Does the World Need Binary XML?

sebFlyte writes "One of XML's founders says 'If I were world dictator, I'd put a kibosh on binary XML' in this interesting look at what can be done to make XML better, faster and stronger."

2 of 481 comments (clear)

  1. Binary XML has been around a while... by PipianJ · · Score: 4, Informative

    Binary XML is nothing new, as I wager that many people here are already using it, albeit unknowingly.

    One of the earliest projects that has tried to make a binary XML (as far as I'm aware) was the EBML (Extensible Binary Meta-Language) which is used in the Matroska media container.

  2. Re:KISS by Ramses0 · · Score: 5, Informative

    On the surface that works, but it only solves a portion of the problem.

    Data => XML.

    XML == large (lots of verbose tags)

    XML == slow (have to parse it all [dom], or
    build big stacks [sax] to get at data)

    Solution:

    XML => .xml.gz

    You've solved (kindof) the large problem, but you still keep the slow problem.

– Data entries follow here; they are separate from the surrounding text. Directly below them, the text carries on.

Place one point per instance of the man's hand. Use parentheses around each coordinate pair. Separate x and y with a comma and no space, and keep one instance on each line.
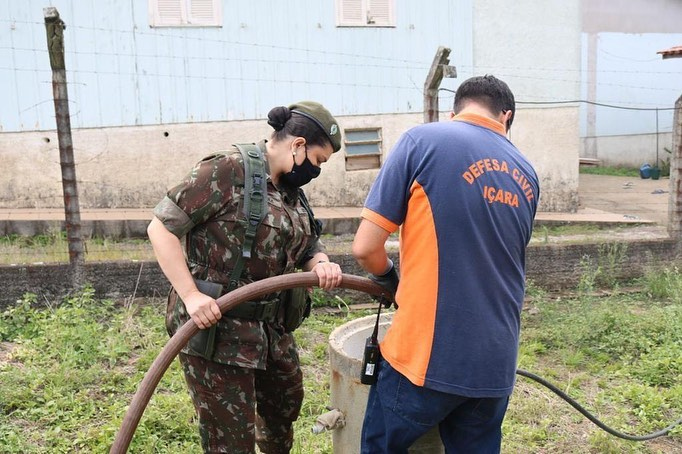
(389,281)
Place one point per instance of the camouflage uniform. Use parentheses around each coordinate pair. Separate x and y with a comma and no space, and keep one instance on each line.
(252,388)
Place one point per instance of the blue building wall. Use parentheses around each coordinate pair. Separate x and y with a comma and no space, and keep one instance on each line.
(122,72)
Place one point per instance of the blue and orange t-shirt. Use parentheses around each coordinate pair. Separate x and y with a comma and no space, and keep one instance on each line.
(465,199)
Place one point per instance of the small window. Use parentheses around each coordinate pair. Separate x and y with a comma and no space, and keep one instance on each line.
(185,13)
(365,13)
(363,148)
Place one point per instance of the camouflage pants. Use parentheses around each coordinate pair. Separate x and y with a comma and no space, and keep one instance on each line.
(238,407)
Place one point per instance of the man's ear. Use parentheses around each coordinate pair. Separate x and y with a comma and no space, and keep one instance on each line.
(505,118)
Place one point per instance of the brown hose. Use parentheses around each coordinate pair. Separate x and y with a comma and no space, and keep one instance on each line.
(186,331)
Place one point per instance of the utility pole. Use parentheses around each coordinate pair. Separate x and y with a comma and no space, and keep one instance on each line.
(54,27)
(675,200)
(439,68)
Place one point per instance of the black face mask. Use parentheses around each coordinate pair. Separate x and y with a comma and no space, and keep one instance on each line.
(301,174)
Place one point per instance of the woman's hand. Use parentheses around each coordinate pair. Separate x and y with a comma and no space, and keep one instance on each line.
(202,308)
(329,274)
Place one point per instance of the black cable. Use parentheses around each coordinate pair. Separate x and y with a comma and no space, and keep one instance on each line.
(591,417)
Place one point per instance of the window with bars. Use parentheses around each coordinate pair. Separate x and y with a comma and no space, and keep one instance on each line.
(185,13)
(363,148)
(365,13)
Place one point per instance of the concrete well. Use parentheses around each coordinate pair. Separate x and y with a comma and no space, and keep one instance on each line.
(347,343)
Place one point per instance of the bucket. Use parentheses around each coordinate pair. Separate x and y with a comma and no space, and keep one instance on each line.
(645,171)
(346,346)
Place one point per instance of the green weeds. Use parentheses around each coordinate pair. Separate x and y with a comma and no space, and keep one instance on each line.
(68,371)
(612,171)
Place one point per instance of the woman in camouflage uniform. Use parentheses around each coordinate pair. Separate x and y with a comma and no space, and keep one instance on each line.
(250,388)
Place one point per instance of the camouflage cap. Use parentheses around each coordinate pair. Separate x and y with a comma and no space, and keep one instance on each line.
(322,118)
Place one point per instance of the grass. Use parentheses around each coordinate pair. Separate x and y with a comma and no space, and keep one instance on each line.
(68,371)
(53,248)
(611,171)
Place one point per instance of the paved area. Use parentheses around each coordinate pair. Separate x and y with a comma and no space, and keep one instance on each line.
(603,200)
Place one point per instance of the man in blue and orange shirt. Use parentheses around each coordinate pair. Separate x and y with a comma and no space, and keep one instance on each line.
(464,198)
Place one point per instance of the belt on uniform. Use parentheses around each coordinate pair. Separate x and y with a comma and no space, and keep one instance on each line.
(265,311)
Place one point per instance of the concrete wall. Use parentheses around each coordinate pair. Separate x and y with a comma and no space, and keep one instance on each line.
(132,167)
(622,71)
(549,266)
(629,150)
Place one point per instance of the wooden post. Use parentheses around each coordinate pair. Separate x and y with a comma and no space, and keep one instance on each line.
(433,82)
(54,27)
(675,200)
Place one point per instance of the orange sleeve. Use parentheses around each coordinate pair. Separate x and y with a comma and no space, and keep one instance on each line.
(379,220)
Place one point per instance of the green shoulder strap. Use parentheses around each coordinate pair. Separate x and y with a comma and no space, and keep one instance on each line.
(255,202)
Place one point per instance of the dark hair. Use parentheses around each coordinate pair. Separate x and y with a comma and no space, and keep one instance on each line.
(489,91)
(287,123)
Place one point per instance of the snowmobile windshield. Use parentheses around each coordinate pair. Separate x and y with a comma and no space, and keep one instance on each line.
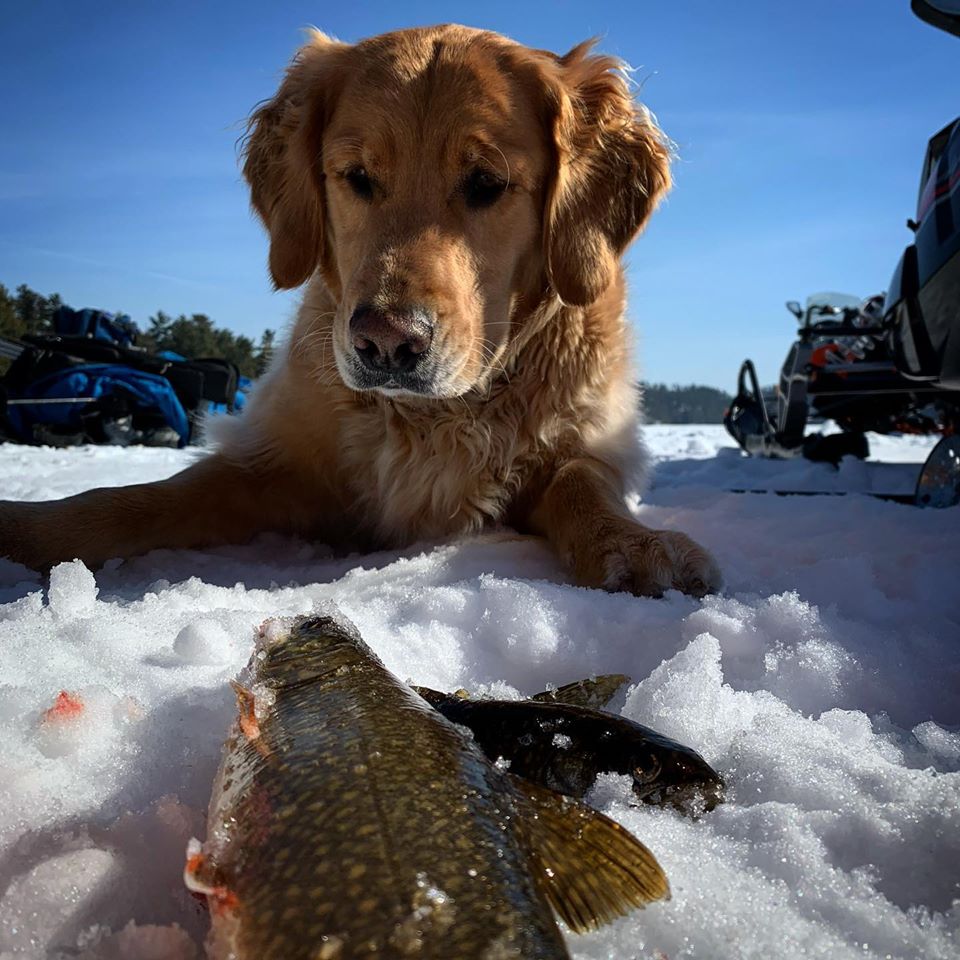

    What they're suggesting is nothing more than:

    XML => .xml.gzxml

    Basically using a specialized compression schemes that understand the ordered structure of XML, tags, etc, and probably has some indexes to say "here's the locations of all the [blah] tags", attributes so you can just fseek() instead of having to do domwalking or stack-building. This is important for XML selectors (XQuery), and for "big iron" junk, it makes a lot of sense and can save a lot of processing power. Consider that Zip/Tar already do something similar by providing a file-list header as part of their specifications (wouldn't it suck to have completely to unzip a zip file when all you wanted was to be able to pull out a list of the filenames / sizes?)

    "Consumer"/Desktop applications already do compress XML (look at star-office as a great example, even JAR is just zipped up stuff which can include XML configs, etc). It's the stream-based data processors that really benefit from a standardized binary-transmission format for XML with some convenient indexes built in.

    That is all.

    --Robert